MRMS does. NOAA's MRMS pipeline produces a precipitation-type layer alongside the precip-rate layer, so you know whether each pixel is rain, snow, freezing rain, or hail. That's the feature that actually pushed me toward building my own pipeline — the cost savings were a bonus.
So I built my own pipeline using NOAA's free MRMS data.
What MRMS is:
MRMS (Multi-Radar Multi-Sensor) is a NOAA product that merges ~180 NEXRAD radars in real-time with surface observations, satellite, and numerical models. NOAA publishes GRIB2 files to a public S3 bucket every 2 minutes. It's free, it's fast, and it's higher resolution than traditional single-site NEXRAD composites — 0.01° (~1km) grid spacing vs the 0.02° composites most radar APIs serve.
The pipeline:
-Cron runs every 5 min on a t4g.small EC2 in us-east-1 (same region as the NOAA S3 bucket — no egress cost) -Downloads latest MRMS GRIB2 file via AWS SDK -GDAL reprojects to Web Mercator, applies precipitation-type masking (separate color ramps for rain/snow/hail), runs gdal2tiles.py to cut into XYZ PNG tiles sharp applies premultiplied-alpha blur for smooth edges -Tiles upload to Cloudflare Storage (free tier CDN) -App fetches /api/radar/mrms/frames to list available timestamps, renders last N frames as animation
Total cost: ~$4/mo for the EC2. Cloudflare storage is free at this scale. NOAA S3 data is free. No API key needed.
The GDAL part was the hardest:
Getting the color ramps right took a while.
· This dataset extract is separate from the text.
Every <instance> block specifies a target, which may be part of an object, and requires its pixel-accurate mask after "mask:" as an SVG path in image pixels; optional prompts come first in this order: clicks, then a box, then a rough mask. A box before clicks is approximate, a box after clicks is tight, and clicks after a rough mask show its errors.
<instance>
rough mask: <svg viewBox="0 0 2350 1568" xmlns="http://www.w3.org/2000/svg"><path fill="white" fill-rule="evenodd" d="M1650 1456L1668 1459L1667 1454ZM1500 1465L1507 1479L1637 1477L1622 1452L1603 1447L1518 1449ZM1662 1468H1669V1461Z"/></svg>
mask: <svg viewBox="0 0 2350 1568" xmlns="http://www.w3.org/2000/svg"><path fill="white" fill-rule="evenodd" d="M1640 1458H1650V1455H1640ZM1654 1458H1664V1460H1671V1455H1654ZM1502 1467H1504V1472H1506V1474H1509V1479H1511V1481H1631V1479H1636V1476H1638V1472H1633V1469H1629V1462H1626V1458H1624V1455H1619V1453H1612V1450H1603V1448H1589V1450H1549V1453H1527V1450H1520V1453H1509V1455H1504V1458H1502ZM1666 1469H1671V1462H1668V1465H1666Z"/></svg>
MRMS precip rate is in mm/hr, so I had to build separate ramps for rain (blue→red), snow (light→dark teal), and hail (purple). The precipitation-type layer tells you which ramp to apply per pixel. gdal_calc.py lets you apply a mask expression across bands, which made this cleaner than I expected.
The alpha blending was subtle — radar tiles layer over map tiles, so semi-transparent edges matter a lot. Premultiplied alpha through sharp's pipeline gave much better results than straight alpha.
What I got:
-Precipitation-type differentiation (rain/snow/freezing rain/hail) — the feature that started this whole thing -Real-time radar that's more granular than commercial NEXRAD composites (0.01° vs 0.02°) 5-minute update cadence (commercial APIs vary; some are 5–10 min) -Full control — I can add storm-relative velocity, echo tops, whatever MRMS publishes -No rate limits, no vendor risk, no per-request pricing -Runs unattended; auto-deploys via GitHub Actions on push to main
The app:
LucidSky is a weather app focused on giving you the full picture — AI summaries of NWS Area Forecast Discussions (the forecaster's actual analysis), MRMS radar, AQI, tide and marine data, seasonal outlooks, etc. iOS only for now.
Repo isn't public yet but happy to share the tile pipeline code if there's interest — the GDAL + sharp setup is reusable for any MRMS-based project.